Assuming there's a clean edge to the burned area, consider using the distinct vegetation boundary (symbol 416) around the perimeter. I'd highlight this in meet notes, so folks will have a heads up as to what it means in this case.
If the runnability is improved to 60% or 80% of 'normal' white woods, drop to a lighter shade of green, or make it white. If visibility at eye level is opened up, but running speed remains somewhat degraded, use one of the green slash symbols (407 or 409).
Feb 20, 2024 3:55 AM # 
tRicky:
Just burn a hole in the affected part(s) of the map.
Feb 20, 2024 7:41 AM # 
gordhun:
Jim- I think you have it. Yes, the visibility is opened up but also the remains of the vines, palmetto stocks and scrub trees are still there so runnability is somewhat impaired. I don't think I've ever before used 407/409 over white woods but I tried it and like the look. Thank you.
Boundaries of the burn are just not distinct enough in most cases to use a boundary symbol. Besides most of the boundaries are defined already by heavy equipment tracks quickly cut through the forest.

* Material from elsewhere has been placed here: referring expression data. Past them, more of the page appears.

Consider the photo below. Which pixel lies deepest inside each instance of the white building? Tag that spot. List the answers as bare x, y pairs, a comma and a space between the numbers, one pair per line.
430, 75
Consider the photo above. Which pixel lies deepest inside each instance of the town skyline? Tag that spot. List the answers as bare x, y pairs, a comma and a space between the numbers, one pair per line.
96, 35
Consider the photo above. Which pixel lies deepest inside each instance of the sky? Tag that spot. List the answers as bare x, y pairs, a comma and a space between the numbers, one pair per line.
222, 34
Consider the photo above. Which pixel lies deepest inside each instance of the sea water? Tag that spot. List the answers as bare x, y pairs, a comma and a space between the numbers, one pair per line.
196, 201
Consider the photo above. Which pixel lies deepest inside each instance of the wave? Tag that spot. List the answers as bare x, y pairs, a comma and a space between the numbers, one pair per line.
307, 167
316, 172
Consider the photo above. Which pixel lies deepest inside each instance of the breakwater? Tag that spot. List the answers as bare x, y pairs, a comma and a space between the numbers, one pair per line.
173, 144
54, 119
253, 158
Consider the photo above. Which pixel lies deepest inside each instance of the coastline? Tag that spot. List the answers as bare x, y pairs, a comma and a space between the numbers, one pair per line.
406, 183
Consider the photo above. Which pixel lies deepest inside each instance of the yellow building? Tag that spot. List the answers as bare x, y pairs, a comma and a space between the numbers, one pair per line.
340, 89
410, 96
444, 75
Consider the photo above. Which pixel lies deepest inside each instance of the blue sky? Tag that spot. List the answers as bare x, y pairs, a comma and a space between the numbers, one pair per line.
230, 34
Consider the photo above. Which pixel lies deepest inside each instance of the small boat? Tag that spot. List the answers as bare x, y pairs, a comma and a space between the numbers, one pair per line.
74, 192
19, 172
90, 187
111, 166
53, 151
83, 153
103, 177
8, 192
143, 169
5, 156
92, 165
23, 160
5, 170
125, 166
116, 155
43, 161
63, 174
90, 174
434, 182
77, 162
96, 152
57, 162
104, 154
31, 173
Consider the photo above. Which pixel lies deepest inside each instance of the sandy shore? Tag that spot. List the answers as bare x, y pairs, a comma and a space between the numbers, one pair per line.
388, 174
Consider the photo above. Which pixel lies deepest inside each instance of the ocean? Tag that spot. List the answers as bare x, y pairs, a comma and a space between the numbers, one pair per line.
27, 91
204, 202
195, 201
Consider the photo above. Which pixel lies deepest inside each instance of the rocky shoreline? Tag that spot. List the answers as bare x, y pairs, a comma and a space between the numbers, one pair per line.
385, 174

Hope to have event photos to post to suncoastorienteering.com after the March 2nd event.
tRicky thank you for your suggestion. I was going to try it but think that in Florida there is probably an ordinance (municipal rule) against burning holes in orienteering maps.
Feb 20, 2024 11:00 AM # 
jennycas:
In the Northern Territory (Top End of Australia) at the end of the Wet Season, it is advisable to burn the head-high grass covering your chosen map area, before holding an event there!
Feb 25, 2024 1:49 AM # 
Ecmo:
Jenny - I recall grass in the NT on one map being over head high on me. Must be pretty tough for you visually. Maybe a new symbol for good running, awful visibility is needed.
Feb 26, 2024 4:31 AM # 
gruver:
Ecmo we've hankered after something like that for 2-5m plantation pines before the pruning and thinning takes place. Very challenging, and no warning if the map contains good-vis trees as well. Sometimes an understorey of native vegetation can have the same effect.
Feb 26, 2024 10:56 AM # 
Tinnishill:
I echo what Jim said earlier.

The predominate undergrowth in these parts is a mixture of brambles, bracken and nettles with occasional wild rose vines; it grows both out in the open and under big trees. It can be anything from ankle height to head height.

Symbols 407 ("vegetation, slow running, good visibility") and 409 ("vegetation: walk, good visibility") are commonly used over both symbol 403 ("rough open land") and 405 ("open forest"). Sometimes it is easy to have good visibility over the top of a patch of thorns which are truly impassible, in which case I would expect 410 ("vegetation: fight").